I have to say that being in my 60’s feels like another coming of age experience. Oh, I know there’s lots of aches and pains. Things I can no longer do, but something within is changing on a deeper level. The term coming of age is often used as we go from the teen years into adulthood. But what do we really know at that age. It’s really only the beginning of experiencing life. What it has to teach us. Who we want to be. What we want to do. I remember when I turned 40 feeling like it was another coming of age experience. It was the beginning of truly getting to know, accept and like myself for who I was. I road into my 50’s with a little more confidence and understanding that it isn’t all about me, but about who I am in connection to something much bigger then myself, my religion and my calling. Now that I’ve been in my 60’s I feel lighter in many ways definitely freer. I sense this new coming of age is melding me together both body, mind and soul. This longing I have to simple “be” …it’s my soul calling to me.
Dinner with my senior friends is always a wonderful and interesting evening.
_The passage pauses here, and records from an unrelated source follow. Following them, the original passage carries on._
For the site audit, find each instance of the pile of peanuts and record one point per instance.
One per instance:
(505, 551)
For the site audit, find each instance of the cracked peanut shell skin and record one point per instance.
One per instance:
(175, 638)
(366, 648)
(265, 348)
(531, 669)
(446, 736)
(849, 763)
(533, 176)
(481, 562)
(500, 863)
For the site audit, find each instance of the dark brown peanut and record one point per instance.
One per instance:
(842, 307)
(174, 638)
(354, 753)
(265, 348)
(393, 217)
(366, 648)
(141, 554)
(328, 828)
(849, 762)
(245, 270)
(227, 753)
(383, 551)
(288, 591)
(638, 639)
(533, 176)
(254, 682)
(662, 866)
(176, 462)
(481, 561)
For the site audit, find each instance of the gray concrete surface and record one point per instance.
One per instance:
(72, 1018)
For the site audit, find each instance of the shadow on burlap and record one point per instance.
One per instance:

We are living in a time of advanced technology, beyond anything we could have imagined in our youth. The technology we use today are the kind science fiction movies were made of in our days. We’ve had to learn how to change our thinking in order to understand how to use our computers, iPhones, iPads and ebooks. It boggles our mind how they can possible work. Where does google get its information when we ask it a question? Is there an invisible mind lurking out in space? We know where it comes from, but that’s the way it seemed to us in the beginning.
Our children grew up learning enough to make it second nature to them, but it’s our grandchildren who come to save the day when we get stuck. But, our generation has had to change everything we ever thought about it, if we want to be in the loop of technical knowledge. Now when I sit around the table with my friends instead of pulling out our brag albums full of pictures, we bring our pictures up on our iPhones and pass them around. Being together also gives us the opportunity to learn from each other as we laugh about what we thought we knew and rediscover new and better ways to use them.
I think we deserve a lot of credit for our enthusiastic willingness to change with the times in spite of how confusing it can be for us, but what more could you expect from the baby boomer generation. All we have to say is, “bring it on!”.